Abstract 10357: Pyruvate Dehydrogenase Kinase 4 is a Novel Regulator of Endothelial Cell Mitochondrial Respiration in Diabetes-Impaired Angiogenesis: Implications for Preventing Diabetic Vascular Complications

Abstract

Introduction: Diabetic patients have a greater risk of experiencing chronic wounds and amputation than non-diabetic patients. Ischaemia-driven angiogenesis is essential for tissue repair but is impaired in diabetes due to aberrant endothelial cell (EC) responses to ischaemia. Pyruvate dehydrogenase kinase 4 (PDK4) normally suppresses mitochondrial respiration in ischaemia by phosphorylating the pyruvate dehydrogenase complex (pPDC) to preserve EC function. However, the role of the PDK4/PDC axis in angiogenesis and the effects of diabetes are unexplored. Methods and Results: In human coronary artery endothelial cells (HCAECs), siRNA-mediated PDK4 knockdown reduced tubulogenesis (49%, P <0.01) and migration (51%, P <0.01), revealing an essential role for PDK4 in angiogenesis. HCAECs were exposed to 5 or 25mM glucose for 72h and hypoxia for 6h.

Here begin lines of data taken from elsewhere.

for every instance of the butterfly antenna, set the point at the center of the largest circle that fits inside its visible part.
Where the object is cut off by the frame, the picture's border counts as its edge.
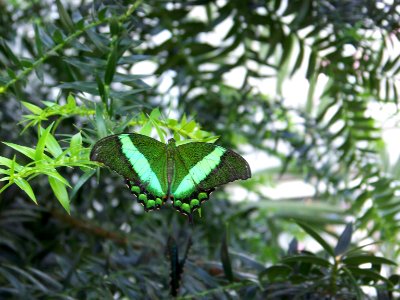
(190, 216)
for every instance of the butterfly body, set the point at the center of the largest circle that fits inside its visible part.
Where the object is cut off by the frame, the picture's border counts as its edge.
(156, 172)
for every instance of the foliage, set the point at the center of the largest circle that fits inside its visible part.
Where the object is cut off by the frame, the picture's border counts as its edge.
(81, 62)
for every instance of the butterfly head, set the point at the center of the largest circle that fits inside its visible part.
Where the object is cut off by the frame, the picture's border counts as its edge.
(171, 142)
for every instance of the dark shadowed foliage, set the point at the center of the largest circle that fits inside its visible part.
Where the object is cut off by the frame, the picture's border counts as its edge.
(68, 77)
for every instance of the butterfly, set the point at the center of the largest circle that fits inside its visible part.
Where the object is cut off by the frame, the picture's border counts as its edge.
(156, 172)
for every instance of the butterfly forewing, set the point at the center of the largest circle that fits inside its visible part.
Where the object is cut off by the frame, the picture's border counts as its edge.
(199, 168)
(141, 160)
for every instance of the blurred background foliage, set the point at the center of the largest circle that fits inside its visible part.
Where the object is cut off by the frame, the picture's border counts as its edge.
(69, 77)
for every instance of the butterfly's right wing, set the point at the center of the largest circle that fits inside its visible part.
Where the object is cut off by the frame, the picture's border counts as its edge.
(141, 160)
(199, 168)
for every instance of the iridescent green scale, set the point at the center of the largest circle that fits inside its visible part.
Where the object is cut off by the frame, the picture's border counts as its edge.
(156, 172)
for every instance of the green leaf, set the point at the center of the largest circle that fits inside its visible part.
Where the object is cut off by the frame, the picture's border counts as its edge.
(64, 17)
(111, 65)
(42, 143)
(26, 187)
(51, 144)
(51, 172)
(225, 259)
(33, 108)
(29, 152)
(60, 191)
(38, 41)
(100, 122)
(276, 273)
(344, 240)
(85, 177)
(76, 144)
(311, 259)
(363, 259)
(317, 237)
(146, 129)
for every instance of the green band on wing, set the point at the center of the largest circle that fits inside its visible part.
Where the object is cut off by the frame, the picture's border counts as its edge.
(199, 172)
(141, 165)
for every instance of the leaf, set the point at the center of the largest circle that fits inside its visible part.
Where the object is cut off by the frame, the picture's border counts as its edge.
(29, 152)
(225, 259)
(100, 122)
(64, 17)
(344, 240)
(51, 144)
(111, 65)
(363, 259)
(38, 41)
(310, 259)
(317, 237)
(276, 273)
(146, 129)
(39, 152)
(76, 144)
(33, 108)
(25, 186)
(60, 191)
(82, 180)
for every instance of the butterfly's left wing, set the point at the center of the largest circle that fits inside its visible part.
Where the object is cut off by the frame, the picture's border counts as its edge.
(199, 168)
(141, 160)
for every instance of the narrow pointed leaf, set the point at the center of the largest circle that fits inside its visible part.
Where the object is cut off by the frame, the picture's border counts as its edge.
(225, 259)
(344, 240)
(26, 187)
(60, 191)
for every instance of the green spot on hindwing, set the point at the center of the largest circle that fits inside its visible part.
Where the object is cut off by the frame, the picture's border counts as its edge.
(155, 172)
(185, 208)
(194, 203)
(202, 196)
(150, 204)
(135, 189)
(177, 203)
(142, 198)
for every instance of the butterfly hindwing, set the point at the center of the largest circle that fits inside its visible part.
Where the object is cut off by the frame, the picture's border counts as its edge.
(199, 168)
(141, 160)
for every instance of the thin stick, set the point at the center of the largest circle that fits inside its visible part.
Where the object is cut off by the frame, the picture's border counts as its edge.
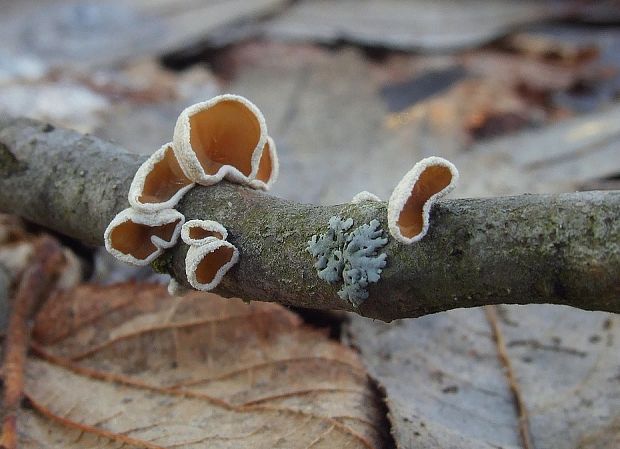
(502, 353)
(33, 285)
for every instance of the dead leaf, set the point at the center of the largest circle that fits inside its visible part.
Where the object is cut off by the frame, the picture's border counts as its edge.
(456, 392)
(130, 365)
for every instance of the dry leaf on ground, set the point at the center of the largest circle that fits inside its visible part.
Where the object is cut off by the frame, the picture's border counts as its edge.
(456, 392)
(130, 365)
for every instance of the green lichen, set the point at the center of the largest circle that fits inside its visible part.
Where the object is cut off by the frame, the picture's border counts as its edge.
(362, 263)
(327, 249)
(350, 257)
(162, 263)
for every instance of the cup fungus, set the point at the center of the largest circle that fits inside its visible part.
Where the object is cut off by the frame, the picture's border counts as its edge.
(206, 265)
(268, 167)
(138, 238)
(364, 196)
(159, 183)
(410, 204)
(224, 137)
(199, 232)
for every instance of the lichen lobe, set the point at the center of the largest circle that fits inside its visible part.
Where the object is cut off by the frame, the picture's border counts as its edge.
(351, 257)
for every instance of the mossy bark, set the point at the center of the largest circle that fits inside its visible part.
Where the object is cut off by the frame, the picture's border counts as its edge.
(560, 249)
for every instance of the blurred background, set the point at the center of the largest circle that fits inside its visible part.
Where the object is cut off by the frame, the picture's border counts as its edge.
(523, 96)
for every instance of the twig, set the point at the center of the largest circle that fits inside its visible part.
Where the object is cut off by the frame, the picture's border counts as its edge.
(559, 249)
(33, 286)
(502, 354)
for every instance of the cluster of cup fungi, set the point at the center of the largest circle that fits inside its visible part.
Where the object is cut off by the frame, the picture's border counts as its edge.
(226, 138)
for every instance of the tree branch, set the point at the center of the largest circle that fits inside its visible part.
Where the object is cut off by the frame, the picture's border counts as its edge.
(560, 249)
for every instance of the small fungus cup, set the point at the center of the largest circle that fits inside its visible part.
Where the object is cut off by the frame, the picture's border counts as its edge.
(139, 238)
(206, 265)
(220, 138)
(410, 204)
(268, 167)
(159, 183)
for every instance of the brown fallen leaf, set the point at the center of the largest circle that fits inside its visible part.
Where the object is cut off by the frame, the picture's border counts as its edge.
(129, 365)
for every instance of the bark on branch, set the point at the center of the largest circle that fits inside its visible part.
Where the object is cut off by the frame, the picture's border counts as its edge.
(560, 249)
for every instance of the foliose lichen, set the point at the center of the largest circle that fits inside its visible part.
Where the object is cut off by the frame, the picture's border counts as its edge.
(362, 264)
(327, 249)
(351, 257)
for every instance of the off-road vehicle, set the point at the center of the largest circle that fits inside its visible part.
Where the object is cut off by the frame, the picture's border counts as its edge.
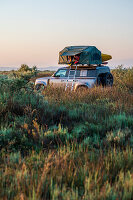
(84, 77)
(88, 70)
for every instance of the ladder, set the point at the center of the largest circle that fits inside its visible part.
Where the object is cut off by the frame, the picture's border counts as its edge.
(71, 78)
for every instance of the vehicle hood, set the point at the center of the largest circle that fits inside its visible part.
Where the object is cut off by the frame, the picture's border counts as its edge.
(42, 80)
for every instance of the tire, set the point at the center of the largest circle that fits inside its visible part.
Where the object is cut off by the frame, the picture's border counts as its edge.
(107, 80)
(82, 89)
(100, 80)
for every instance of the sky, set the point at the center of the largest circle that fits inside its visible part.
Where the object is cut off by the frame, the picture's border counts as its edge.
(34, 31)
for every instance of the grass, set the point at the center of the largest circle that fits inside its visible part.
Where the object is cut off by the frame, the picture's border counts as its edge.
(63, 145)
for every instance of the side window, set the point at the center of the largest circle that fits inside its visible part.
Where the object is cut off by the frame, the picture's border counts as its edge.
(60, 73)
(83, 73)
(92, 73)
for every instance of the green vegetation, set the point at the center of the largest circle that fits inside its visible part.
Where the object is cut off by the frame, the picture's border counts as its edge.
(63, 145)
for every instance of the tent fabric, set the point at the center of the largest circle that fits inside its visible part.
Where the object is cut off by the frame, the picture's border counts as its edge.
(88, 55)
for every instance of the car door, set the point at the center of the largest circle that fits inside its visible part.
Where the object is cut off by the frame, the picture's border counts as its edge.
(59, 78)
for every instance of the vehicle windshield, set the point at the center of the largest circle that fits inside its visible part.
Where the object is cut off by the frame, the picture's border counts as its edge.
(61, 73)
(79, 73)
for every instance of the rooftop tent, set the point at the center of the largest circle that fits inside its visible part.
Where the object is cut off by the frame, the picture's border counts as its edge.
(89, 55)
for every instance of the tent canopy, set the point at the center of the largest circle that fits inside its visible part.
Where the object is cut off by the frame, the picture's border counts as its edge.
(88, 55)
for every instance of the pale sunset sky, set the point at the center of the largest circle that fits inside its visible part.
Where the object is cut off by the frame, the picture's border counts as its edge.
(34, 31)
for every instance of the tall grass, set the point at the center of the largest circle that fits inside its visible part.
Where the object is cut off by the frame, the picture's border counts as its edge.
(63, 145)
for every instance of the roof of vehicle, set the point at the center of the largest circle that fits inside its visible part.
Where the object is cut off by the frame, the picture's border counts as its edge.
(88, 55)
(86, 67)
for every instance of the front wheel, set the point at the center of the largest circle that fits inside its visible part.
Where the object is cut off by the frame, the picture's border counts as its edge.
(39, 87)
(107, 80)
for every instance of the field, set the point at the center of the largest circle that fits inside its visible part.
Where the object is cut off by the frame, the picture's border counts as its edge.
(65, 145)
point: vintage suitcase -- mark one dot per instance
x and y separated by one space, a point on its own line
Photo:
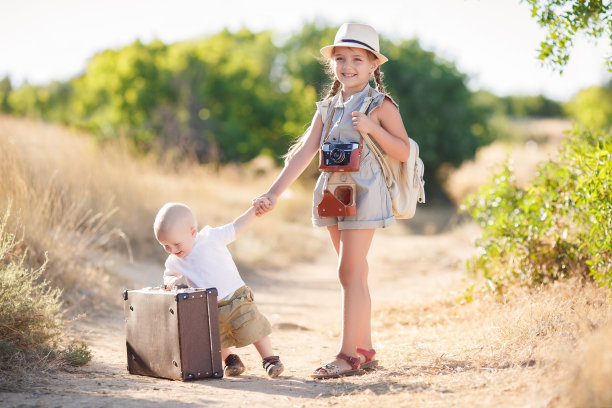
173 334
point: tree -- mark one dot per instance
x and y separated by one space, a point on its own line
564 20
592 107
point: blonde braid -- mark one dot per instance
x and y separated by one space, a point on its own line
378 76
333 90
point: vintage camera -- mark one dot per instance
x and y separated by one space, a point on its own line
339 196
339 157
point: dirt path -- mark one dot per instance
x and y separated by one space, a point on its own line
303 304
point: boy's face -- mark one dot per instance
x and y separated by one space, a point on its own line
178 240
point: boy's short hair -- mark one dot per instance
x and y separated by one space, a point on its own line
171 214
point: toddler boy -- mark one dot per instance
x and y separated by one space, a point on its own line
202 260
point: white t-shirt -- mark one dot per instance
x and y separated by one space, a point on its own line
209 264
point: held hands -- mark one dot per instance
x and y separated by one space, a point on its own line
264 203
362 122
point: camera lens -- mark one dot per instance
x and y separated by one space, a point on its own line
337 155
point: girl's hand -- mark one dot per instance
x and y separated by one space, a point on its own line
264 203
362 122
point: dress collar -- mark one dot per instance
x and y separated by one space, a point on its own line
339 103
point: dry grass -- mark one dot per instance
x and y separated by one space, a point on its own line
78 200
554 344
533 142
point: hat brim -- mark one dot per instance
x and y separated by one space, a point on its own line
327 50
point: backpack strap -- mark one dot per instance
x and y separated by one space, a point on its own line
377 152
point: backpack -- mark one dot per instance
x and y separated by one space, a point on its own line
404 179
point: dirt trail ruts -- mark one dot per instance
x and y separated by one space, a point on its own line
302 303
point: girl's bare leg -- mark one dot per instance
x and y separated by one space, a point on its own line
352 247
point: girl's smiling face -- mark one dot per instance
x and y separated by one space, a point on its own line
352 67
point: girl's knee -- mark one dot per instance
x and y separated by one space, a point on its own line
352 275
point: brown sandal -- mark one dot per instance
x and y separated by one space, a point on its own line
330 370
370 363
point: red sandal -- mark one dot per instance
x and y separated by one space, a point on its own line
370 362
330 370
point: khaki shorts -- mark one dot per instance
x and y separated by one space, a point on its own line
240 322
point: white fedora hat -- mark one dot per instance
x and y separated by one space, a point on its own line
356 36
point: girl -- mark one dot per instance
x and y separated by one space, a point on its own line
353 59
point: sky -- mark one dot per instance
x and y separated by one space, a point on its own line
494 42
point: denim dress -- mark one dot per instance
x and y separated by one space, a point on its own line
374 209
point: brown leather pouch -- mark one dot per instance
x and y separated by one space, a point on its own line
338 197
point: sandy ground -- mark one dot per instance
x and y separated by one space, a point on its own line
303 304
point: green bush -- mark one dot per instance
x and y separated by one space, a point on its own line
31 319
560 225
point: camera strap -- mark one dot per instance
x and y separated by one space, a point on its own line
364 107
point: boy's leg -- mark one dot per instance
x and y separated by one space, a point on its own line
264 347
271 364
233 365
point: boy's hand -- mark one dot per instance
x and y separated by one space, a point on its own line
169 283
264 203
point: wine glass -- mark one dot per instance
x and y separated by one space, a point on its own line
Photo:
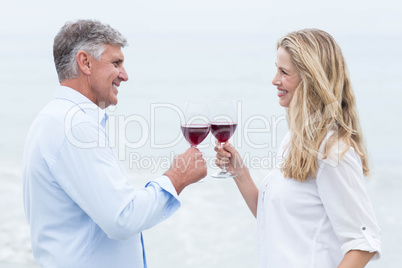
195 126
223 124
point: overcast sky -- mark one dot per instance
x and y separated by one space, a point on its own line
209 16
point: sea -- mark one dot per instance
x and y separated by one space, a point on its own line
213 227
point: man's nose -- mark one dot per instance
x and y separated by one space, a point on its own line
123 74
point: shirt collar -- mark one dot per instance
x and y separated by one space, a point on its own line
87 106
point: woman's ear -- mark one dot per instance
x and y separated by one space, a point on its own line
84 62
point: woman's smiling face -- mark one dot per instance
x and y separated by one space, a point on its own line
287 79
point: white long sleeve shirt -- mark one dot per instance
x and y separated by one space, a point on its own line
80 206
315 223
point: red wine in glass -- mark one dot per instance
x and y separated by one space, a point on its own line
195 133
223 130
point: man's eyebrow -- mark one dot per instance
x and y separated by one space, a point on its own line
119 60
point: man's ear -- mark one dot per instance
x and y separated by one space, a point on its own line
84 62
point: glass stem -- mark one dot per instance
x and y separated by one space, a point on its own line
223 167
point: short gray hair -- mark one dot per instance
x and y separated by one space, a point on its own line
89 35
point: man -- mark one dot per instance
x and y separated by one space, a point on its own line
81 209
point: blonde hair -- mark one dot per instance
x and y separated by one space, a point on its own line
323 103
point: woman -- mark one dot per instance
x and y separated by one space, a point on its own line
312 210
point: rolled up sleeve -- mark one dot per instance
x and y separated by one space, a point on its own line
342 190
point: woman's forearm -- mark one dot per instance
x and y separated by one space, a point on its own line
248 189
356 259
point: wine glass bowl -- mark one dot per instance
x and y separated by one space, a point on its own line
195 133
223 123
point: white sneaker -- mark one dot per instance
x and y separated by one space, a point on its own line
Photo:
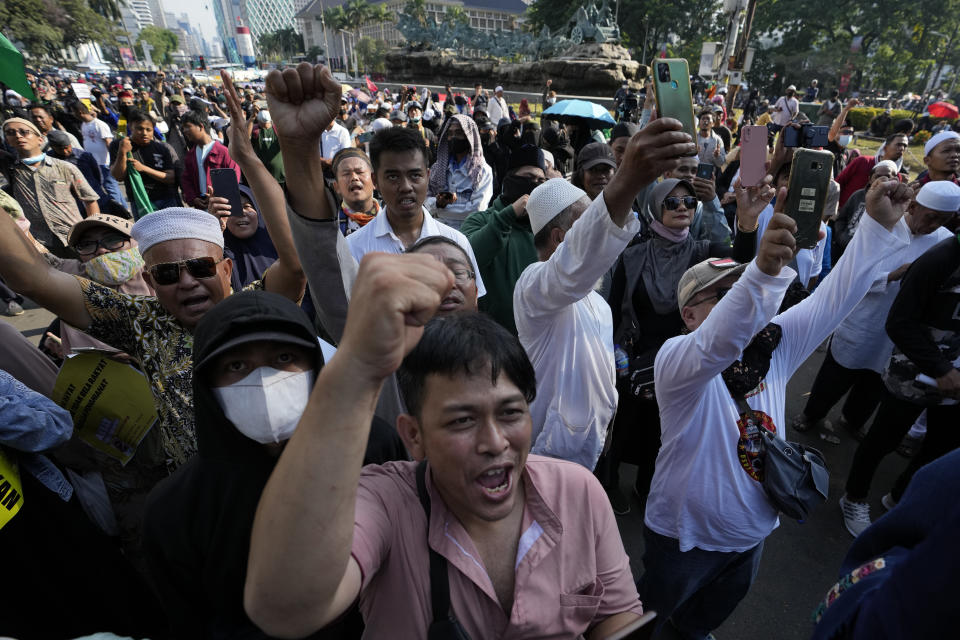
888 501
856 515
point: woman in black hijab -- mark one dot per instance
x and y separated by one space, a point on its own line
249 351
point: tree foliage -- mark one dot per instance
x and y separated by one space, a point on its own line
163 41
44 27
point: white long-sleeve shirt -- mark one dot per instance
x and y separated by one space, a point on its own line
469 199
566 329
701 493
861 341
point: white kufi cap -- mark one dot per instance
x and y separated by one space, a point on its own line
937 139
549 199
939 195
176 223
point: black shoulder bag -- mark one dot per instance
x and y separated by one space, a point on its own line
795 478
445 625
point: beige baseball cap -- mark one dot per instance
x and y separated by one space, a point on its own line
99 220
702 275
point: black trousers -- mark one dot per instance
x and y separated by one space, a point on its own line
635 440
833 380
893 421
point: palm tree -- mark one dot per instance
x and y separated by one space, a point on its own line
380 13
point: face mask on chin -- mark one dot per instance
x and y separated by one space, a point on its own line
113 269
458 145
266 405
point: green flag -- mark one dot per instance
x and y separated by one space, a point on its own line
11 69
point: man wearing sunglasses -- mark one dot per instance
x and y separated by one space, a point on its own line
184 263
46 187
707 513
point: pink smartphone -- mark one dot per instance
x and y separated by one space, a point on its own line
753 155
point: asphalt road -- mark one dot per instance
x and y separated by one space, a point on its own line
800 561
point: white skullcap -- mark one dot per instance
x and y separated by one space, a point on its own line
937 139
176 223
939 195
549 199
380 124
889 164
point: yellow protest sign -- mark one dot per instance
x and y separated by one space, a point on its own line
11 491
110 402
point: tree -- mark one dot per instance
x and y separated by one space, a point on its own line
163 41
372 54
24 22
380 13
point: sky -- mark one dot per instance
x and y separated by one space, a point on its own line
200 12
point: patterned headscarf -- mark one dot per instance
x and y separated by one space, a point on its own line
438 172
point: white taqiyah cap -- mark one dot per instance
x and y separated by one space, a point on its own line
939 195
549 199
380 124
937 139
176 223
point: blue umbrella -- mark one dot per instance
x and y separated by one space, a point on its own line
583 111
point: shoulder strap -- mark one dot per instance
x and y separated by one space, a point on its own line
439 585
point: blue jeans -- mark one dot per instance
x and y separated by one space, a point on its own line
694 590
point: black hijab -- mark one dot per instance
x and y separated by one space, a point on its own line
251 256
198 521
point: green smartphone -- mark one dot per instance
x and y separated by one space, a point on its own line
671 82
807 193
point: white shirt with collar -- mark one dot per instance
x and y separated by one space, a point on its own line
566 328
378 235
334 139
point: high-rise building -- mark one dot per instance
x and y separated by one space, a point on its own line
484 15
229 14
266 16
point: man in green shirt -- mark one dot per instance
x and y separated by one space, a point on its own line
501 236
267 147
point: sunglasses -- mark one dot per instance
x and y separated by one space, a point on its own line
718 296
199 268
110 243
673 202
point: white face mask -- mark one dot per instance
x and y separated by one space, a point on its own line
266 405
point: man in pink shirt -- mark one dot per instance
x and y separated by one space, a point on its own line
529 545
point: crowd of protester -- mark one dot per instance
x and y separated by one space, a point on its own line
395 383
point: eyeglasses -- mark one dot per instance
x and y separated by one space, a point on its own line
463 275
14 133
110 243
718 296
169 272
673 202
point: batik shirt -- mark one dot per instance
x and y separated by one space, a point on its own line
141 327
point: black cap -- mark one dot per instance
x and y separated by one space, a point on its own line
526 156
623 130
593 154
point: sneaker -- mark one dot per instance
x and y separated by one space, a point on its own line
801 423
909 446
13 309
619 502
858 434
856 515
888 502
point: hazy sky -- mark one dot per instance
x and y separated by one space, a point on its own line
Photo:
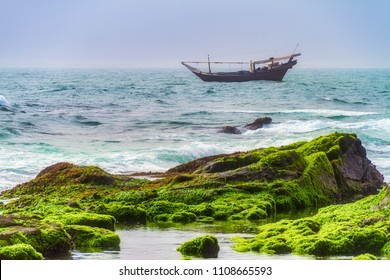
136 33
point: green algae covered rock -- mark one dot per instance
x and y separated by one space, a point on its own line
88 238
47 238
202 247
365 257
79 204
19 252
361 227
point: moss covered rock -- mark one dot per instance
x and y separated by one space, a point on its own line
350 229
71 203
19 252
202 247
88 238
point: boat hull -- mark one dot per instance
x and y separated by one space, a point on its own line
275 74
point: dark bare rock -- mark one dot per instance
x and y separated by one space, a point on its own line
230 130
258 123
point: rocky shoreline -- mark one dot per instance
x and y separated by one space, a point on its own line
68 206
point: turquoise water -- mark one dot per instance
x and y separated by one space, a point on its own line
152 119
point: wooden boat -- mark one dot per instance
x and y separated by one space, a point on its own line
272 69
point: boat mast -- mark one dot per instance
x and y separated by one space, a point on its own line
208 61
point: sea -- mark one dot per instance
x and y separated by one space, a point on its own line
141 120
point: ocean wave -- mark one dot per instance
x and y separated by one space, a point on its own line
79 119
196 113
4 105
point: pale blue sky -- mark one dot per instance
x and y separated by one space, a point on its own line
136 33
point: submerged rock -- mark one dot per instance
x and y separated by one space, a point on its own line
68 205
201 247
256 124
19 252
230 130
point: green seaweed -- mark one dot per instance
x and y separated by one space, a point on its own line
19 252
203 247
349 229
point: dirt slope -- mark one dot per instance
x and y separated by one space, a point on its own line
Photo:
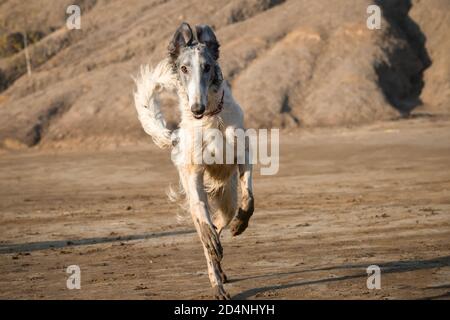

High glucose attenuated the induction of PDK4 and pPDC in response to hypoxia. This was associated with an aberrant increase in mitochondrial respiration (20%, P <0.01), measured by the Seahorse Bioanalyser system, and impaired tubulogenesis (52%, P <0.001) and migration (79%, P <0.0001). Lentiviral overexpression of PDK4 rescued this impairment in high glucose and hypoxia. Similarly, treatment with reconstituted high-density lipoprotein (rHDL), a known proangiogenic agent, restored the induction of PDK4 and pPDC in hypoxia and high glucose, and rescued tubulogenesis and migration. Mechanistically, rHDL increased binding of FOXO1 to the PDK4 promoter (78%, P <0.05), assessed by chromatin immunoprecipitation, compared to PBS controls. In a murine model of diabetic wound healing, diabetes impaired the early induction of PDK4 and pPDC in response to wound ischaemia, and reduced wound neovessels. Topical rHDL enhanced wound PDK4 and pPDC levels over 72h post-wounding (68-165%, P <0.05), and increased wound neovascularisation (62%, P <0.05) and wound closure (45%, P <0.001), compared to PBS controls. Conclusion: PDK4 is essential for hypoxia-driven angiogenesis. This response is impaired in diabetes and can be corrected by PDK4 overexpression and rHDL. We have identified a novel regulatory pathway for diabetes-impaired angiogenesis that can be targeted to prevent diabetic vascular complications.